[파이썬] fastai 데이터 버전 관리

In any machine learning project, it is essential to keep track of the versions of the datasets being used. Data versioning allows you to maintain a record of the changes made to the datasets over time and enables reproducibility of your machine learning workflows.

The fastai library provides various tools and techniques for data versioning. In this blog post, we will explore how to effectively manage data versions in fastai using Python.

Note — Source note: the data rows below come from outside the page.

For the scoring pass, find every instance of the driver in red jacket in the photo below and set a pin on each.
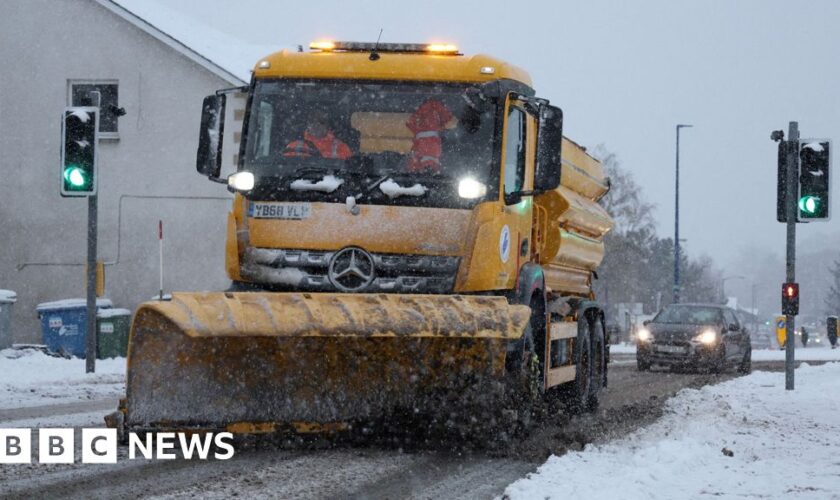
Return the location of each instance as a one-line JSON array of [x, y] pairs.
[[318, 140]]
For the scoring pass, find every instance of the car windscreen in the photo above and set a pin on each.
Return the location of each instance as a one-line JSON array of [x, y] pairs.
[[690, 315]]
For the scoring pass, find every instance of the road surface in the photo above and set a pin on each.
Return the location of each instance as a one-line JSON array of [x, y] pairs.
[[633, 399]]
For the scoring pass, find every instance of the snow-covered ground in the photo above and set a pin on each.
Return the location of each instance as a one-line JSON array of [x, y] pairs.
[[745, 438], [31, 378], [801, 354]]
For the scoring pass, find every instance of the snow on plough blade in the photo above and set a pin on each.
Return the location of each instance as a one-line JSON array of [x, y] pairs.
[[262, 361]]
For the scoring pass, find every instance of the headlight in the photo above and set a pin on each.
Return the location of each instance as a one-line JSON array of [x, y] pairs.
[[471, 188], [707, 337], [241, 181]]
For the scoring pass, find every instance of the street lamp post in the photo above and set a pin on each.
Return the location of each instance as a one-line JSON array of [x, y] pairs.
[[677, 221]]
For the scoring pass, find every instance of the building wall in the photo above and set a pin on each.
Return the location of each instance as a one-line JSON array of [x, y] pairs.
[[43, 44]]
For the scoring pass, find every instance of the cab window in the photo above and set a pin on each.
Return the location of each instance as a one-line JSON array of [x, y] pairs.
[[515, 151]]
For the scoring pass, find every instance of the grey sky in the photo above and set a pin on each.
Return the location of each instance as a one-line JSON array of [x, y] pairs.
[[625, 73]]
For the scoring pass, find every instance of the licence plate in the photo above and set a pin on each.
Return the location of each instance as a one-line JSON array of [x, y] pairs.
[[670, 348], [274, 210]]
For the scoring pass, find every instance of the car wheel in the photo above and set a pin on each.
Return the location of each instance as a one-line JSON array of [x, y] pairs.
[[746, 363]]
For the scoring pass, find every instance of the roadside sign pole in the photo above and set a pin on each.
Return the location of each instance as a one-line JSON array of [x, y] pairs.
[[792, 182], [160, 240], [90, 339]]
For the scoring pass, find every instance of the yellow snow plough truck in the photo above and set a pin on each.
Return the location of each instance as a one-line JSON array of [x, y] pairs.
[[411, 234]]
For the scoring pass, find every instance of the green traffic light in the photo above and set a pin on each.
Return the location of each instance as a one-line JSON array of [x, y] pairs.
[[808, 204], [75, 176]]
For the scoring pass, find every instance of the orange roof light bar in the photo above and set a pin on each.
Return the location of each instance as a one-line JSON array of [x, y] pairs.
[[325, 45], [442, 48], [410, 48]]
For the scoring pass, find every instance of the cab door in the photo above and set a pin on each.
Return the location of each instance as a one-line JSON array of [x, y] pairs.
[[517, 176]]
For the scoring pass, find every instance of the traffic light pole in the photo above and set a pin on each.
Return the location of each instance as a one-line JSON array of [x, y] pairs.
[[790, 208], [90, 338]]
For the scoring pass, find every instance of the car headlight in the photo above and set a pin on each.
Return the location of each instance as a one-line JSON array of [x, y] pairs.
[[241, 181], [707, 337], [470, 188]]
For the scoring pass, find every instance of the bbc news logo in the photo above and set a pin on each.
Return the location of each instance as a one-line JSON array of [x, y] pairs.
[[99, 446]]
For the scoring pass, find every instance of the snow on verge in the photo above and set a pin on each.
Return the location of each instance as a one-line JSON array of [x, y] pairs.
[[31, 378], [784, 445]]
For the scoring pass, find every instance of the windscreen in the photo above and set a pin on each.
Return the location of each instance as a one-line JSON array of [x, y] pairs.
[[690, 315], [355, 134]]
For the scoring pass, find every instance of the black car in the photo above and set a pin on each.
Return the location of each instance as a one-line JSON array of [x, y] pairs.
[[703, 336]]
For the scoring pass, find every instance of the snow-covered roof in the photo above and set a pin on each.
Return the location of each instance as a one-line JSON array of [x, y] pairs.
[[71, 303], [226, 56]]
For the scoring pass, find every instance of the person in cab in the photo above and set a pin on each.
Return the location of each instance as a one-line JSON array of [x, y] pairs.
[[318, 140]]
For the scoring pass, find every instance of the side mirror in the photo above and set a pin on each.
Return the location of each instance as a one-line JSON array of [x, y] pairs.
[[549, 146], [209, 156]]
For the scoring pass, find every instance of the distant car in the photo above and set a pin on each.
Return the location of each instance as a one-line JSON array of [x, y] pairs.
[[761, 340], [702, 336]]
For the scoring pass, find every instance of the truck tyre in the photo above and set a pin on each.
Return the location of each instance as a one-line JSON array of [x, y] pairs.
[[746, 363], [581, 387], [598, 371], [525, 368], [719, 364]]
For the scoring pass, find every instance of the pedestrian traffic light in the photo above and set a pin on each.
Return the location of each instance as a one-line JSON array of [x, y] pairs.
[[79, 138], [814, 180], [790, 299]]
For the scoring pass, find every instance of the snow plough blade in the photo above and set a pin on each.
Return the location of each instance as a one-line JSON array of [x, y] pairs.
[[263, 361]]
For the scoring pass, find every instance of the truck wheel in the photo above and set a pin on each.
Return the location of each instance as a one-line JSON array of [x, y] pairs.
[[582, 385], [598, 371], [719, 364], [746, 364], [524, 368]]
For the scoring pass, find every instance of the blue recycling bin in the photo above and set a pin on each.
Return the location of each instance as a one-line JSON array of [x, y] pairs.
[[64, 325]]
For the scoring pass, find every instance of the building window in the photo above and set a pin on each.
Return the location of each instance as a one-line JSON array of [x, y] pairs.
[[84, 93]]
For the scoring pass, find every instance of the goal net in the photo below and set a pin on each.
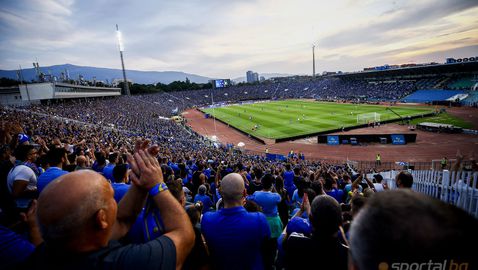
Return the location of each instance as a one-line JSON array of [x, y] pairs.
[[365, 118]]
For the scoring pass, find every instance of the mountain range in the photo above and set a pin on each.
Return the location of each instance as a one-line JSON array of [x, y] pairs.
[[109, 74]]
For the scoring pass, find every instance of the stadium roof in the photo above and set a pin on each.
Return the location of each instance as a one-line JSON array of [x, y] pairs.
[[467, 67]]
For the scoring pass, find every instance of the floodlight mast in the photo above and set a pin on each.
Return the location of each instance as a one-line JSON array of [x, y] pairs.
[[313, 60], [121, 49]]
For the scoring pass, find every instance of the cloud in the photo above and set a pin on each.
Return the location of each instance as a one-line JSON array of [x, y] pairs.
[[219, 38]]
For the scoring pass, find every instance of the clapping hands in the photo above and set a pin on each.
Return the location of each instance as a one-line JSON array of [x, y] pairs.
[[146, 171]]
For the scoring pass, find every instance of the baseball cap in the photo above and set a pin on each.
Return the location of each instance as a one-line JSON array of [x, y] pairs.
[[378, 177], [299, 225], [22, 138]]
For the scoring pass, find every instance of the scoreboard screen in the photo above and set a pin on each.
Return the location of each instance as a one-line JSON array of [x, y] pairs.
[[221, 83]]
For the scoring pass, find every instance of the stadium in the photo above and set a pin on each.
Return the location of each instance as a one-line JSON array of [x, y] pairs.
[[368, 169]]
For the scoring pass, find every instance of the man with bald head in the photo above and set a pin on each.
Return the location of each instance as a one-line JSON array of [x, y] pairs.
[[81, 222], [235, 237], [81, 163]]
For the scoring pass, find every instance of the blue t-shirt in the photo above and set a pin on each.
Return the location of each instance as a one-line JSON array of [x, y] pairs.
[[337, 194], [14, 249], [207, 202], [108, 172], [296, 200], [267, 200], [235, 237], [120, 190], [49, 175], [289, 179], [148, 225]]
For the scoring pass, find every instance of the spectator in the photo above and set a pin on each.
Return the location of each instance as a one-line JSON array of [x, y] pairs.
[[108, 169], [120, 186], [22, 179], [14, 248], [269, 202], [324, 246], [404, 179], [409, 233], [235, 237], [377, 179], [57, 159], [205, 199], [81, 163], [74, 240]]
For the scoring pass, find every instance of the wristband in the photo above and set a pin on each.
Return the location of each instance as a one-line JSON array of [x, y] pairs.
[[158, 188]]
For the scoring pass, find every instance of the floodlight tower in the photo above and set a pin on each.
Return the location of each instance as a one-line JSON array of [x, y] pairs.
[[121, 48], [313, 60]]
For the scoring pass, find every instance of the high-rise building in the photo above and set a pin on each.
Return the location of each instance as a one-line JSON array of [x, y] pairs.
[[256, 77], [250, 76]]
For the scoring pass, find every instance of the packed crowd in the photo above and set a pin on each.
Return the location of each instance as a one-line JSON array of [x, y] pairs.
[[326, 89], [106, 183]]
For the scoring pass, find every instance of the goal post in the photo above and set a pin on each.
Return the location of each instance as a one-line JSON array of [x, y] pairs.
[[365, 118]]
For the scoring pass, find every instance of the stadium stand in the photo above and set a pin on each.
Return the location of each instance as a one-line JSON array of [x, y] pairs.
[[91, 129], [423, 96]]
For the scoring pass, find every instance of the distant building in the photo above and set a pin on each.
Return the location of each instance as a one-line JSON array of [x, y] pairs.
[[256, 77], [250, 76], [116, 82]]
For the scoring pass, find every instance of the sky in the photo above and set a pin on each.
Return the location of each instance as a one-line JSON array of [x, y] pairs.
[[225, 38]]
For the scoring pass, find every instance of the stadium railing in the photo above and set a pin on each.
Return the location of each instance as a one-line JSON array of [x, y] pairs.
[[457, 188]]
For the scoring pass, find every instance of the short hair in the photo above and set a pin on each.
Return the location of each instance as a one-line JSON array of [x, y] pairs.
[[55, 155], [194, 213], [317, 187], [202, 189], [176, 188], [252, 206], [406, 179], [119, 171], [378, 178], [326, 215], [400, 226], [113, 157], [357, 203], [232, 187], [267, 181], [100, 157], [21, 152]]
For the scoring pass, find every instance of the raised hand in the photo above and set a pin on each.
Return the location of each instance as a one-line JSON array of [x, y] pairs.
[[146, 170]]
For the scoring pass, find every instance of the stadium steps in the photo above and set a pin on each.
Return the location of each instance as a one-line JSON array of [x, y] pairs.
[[462, 83], [422, 96], [471, 99], [442, 83]]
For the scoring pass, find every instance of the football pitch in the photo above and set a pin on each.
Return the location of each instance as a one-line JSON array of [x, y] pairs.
[[290, 118]]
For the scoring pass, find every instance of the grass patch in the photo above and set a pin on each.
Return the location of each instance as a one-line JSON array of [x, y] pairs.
[[289, 118], [443, 118]]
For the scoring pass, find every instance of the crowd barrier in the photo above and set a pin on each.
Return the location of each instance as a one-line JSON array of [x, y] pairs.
[[457, 188]]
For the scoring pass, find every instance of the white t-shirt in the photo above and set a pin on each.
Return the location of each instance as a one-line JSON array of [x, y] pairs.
[[22, 173], [378, 187]]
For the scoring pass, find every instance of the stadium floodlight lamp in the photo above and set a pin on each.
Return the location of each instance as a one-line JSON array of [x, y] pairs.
[[120, 40]]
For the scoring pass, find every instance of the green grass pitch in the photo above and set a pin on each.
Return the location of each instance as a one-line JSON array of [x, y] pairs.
[[289, 118]]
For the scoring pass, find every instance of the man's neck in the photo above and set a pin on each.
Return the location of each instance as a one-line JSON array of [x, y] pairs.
[[232, 204]]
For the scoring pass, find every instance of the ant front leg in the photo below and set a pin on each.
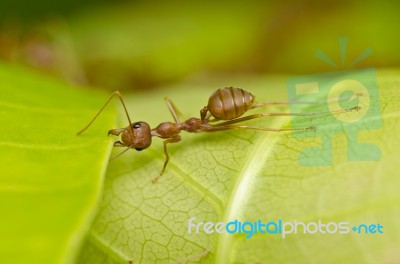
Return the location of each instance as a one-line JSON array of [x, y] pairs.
[[170, 140], [173, 110]]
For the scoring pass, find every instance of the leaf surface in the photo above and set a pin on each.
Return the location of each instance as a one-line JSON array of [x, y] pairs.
[[248, 175], [50, 179]]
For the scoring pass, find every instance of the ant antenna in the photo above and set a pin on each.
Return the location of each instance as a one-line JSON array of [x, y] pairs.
[[117, 93]]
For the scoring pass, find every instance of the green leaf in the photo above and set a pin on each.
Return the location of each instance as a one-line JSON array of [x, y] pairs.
[[50, 179], [248, 175]]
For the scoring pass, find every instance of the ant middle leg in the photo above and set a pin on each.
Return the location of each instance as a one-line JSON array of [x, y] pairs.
[[167, 141]]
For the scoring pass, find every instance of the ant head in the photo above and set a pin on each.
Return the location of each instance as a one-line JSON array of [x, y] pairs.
[[137, 136]]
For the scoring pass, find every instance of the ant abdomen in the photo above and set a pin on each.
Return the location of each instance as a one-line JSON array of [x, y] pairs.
[[229, 103]]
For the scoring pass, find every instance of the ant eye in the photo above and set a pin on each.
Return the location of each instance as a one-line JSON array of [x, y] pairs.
[[136, 125]]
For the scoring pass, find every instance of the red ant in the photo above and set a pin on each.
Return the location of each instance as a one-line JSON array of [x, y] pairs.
[[225, 105]]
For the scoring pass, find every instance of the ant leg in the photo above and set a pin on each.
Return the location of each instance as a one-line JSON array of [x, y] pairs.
[[122, 152], [170, 140], [119, 144], [249, 117], [173, 110], [116, 132], [229, 127], [117, 93], [256, 105]]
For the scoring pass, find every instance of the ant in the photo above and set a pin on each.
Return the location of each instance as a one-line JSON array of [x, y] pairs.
[[223, 112]]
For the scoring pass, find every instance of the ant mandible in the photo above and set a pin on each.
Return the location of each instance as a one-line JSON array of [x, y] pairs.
[[225, 105]]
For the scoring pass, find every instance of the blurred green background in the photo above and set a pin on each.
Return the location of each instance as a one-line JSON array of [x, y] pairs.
[[133, 45]]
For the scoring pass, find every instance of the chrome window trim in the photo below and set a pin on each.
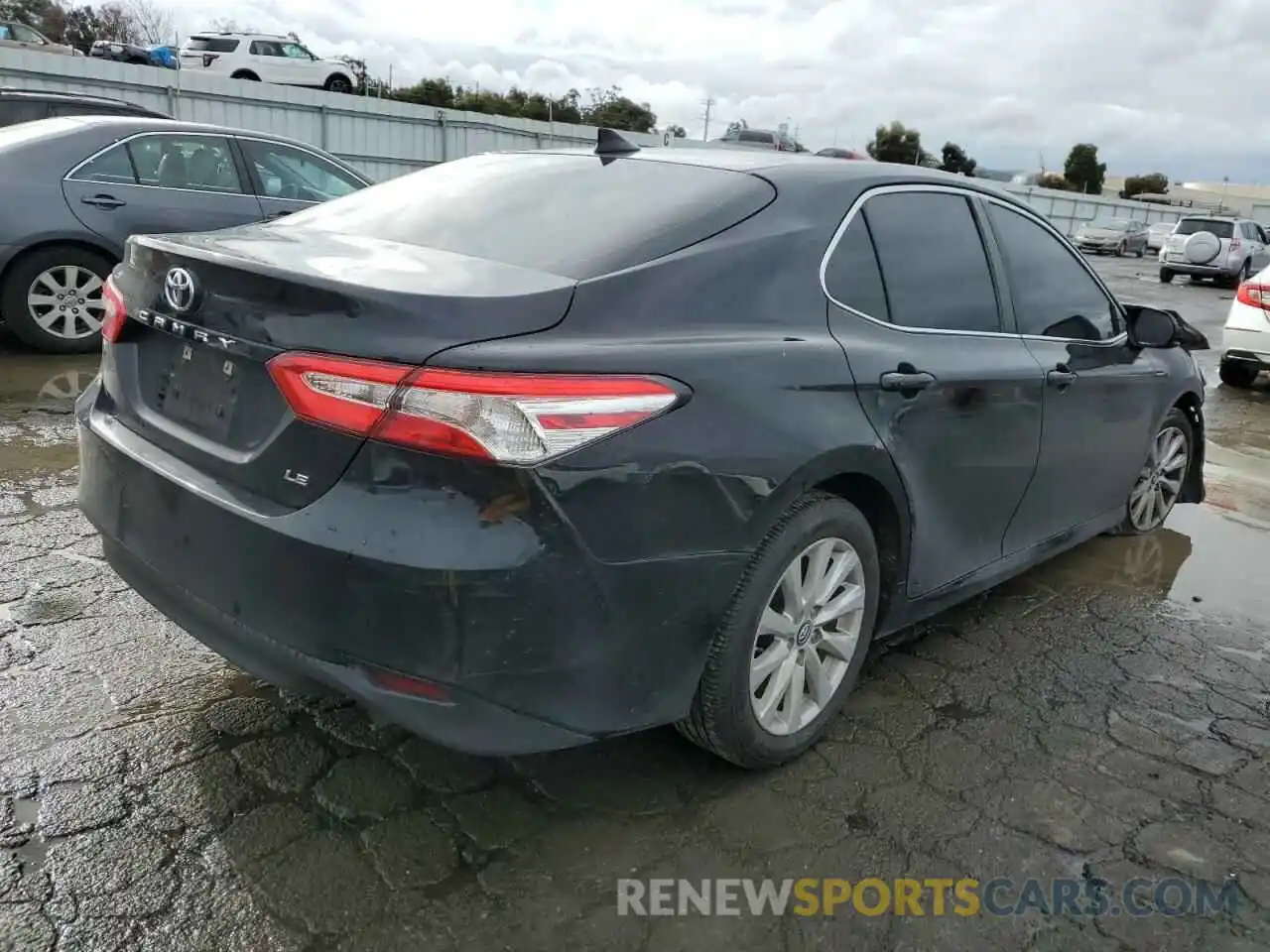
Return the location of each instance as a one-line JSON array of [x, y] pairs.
[[98, 154], [356, 175], [971, 194]]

1. Initialize a Data Repository

To start with data versioning, you need to set up a data repository to store the different versions of your datasets. You can create a separate directory or use a version control system like Git to organize and manage your data versions.

import os
import shutil

data_repo = os.path.join(os.getcwd(), 'data_repo')
os.makedirs(data_repo, exist_ok=True)

Here, we create a data_repo directory using the os module and makedirs() function. The exist_ok=True argument ensures that the directory is not recreated if already present.

2. Version Your Datasets

Once the data repository is set up, you can create different versions of your datasets and store them in the repository. One way to version your datasets is by creating timestamped directories for each version.

import datetime

timestamp = datetime.datetime.now().strftime('%Y%m%d_%H%M%S')
version_dir = os.path.join(data_repo, f'version_{timestamp}')
os.makedirs(version_dir)

In this code snippet, we generate a timestamp using the strftime() function from the datetime module. We then create a directory with a version-specific name inside the data_repo directory.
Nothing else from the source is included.